11.05.2014 1

Big Labor’s Death Rattle

Cartoon - Stomping Ground - ALG (500)

By Rick Manning

The early election results show Republicans with an increasing probability that they will roll up between 54 and 56 Senate seats when the dust settles as the late breaking voters overwhelmingly chose to reject the policies of President Obama.

Louisiana’s Senate seat will be decided in a December run-off, and 60 percent of those who voted yesterday rejected the incumbent Democrat creating a virtually insurmountable obstacle for her to maintain her seat in the run-off.

As important as the Senate changeover is, the victories of three Midwest Governors in states that voted for Obama in both 2008 and 2012 is a storyline that cannot be lost.

Wisconsin’s Scott Walker, Michigan’s Rick Snyder and Ohio’s John Kasich each took on Big Labor in their respective states and lived politically to tell about it.

All three states have a long history of being labor union strongholds, yet today that political power is on life support.  Low turnout elections should be labor’s ball game, where they are able to use their membership resources which are already organized for mobilization, to turn the tide.

In Michigan, Snyder took on the United Auto Workers union passing a right to work law in what was once perceived as the most union state of them all.  This bold effort that strikes at the heart of the UAW’s ability to coerce dues payments from its members was met with fierce opposition at the time of passage, but the union efforts turned into nothing more than sound and fury signifying nothing as the Governor coasted to re-election.

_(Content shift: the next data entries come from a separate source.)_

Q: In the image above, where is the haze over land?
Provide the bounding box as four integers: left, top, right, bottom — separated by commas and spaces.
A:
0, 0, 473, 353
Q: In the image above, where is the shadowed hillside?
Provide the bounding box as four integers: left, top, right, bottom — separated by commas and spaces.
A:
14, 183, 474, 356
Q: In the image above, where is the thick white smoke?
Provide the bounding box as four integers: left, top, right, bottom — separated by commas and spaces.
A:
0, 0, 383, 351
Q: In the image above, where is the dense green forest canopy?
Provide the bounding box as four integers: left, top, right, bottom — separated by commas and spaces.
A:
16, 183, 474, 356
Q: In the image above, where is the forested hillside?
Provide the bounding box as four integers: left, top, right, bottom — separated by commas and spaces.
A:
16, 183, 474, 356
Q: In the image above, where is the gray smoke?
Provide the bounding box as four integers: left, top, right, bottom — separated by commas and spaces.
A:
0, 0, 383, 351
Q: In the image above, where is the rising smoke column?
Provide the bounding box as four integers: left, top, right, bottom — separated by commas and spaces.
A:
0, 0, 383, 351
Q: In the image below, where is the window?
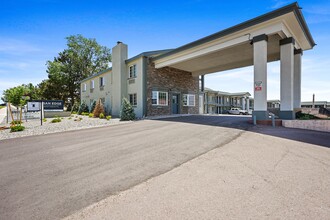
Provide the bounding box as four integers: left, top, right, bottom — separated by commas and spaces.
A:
83, 83, 87, 92
183, 94, 195, 106
100, 77, 105, 87
128, 64, 136, 78
129, 93, 137, 106
151, 91, 168, 105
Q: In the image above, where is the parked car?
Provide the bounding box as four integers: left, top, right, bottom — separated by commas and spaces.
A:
228, 108, 248, 115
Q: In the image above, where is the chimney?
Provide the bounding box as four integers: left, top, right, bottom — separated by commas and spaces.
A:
111, 41, 128, 116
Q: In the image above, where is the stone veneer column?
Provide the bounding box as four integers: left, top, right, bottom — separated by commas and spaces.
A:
242, 97, 245, 110
252, 34, 268, 120
280, 37, 295, 119
293, 49, 303, 109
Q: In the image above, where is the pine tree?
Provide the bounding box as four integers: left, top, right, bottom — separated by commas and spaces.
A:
93, 99, 105, 118
78, 102, 89, 115
120, 98, 135, 121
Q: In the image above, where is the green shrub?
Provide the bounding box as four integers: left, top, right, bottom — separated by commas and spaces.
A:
10, 124, 25, 132
10, 120, 23, 125
71, 102, 79, 114
51, 118, 61, 123
120, 98, 135, 121
89, 101, 96, 113
78, 102, 89, 115
93, 99, 104, 118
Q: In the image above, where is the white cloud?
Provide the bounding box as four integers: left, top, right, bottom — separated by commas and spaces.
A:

In Ohio, Governor Kasich reluctantly led an effort that would have prohibited public employees from striking and limited their ability to engage in collective bargaining.  Public employee unions spent more than $30 million in a state refendum and successfully repealed the measure, but they failed miserably in attempts to make Kasich pay a political price.  Last night, was their final test on whether public employee unions could make a politician pay in Ohio, and they failed miserably.

Finally and most importantly, Scott Walker remains the Governor of Wisconsin winning his largest victory to date.

Walker famously led his deep purple state to a balanced budget by changing the ability of public employee unions to collectively bargain and compel their members to pay dues. His efforts have led to a three year union meltdown/temper tantrum which has seen attempts to recall him from office as well as some supportive members of the state legislature, fights over control of the state Supreme Court, prosecutorial misconduct related to targeting tea party groups political involvement, and virtually every other political trick in the book.

Today Governor Walker is stronger than ever, re-elected by his widest margin yet. A bold, tough innovator Walker brought his state back from the brink of the economic abyss by doing the seemingly impossible and surviving politically.  His public employee union enemies not just beaten, but left as a shadow of their selves as voters chose prosperity over enriching government workers.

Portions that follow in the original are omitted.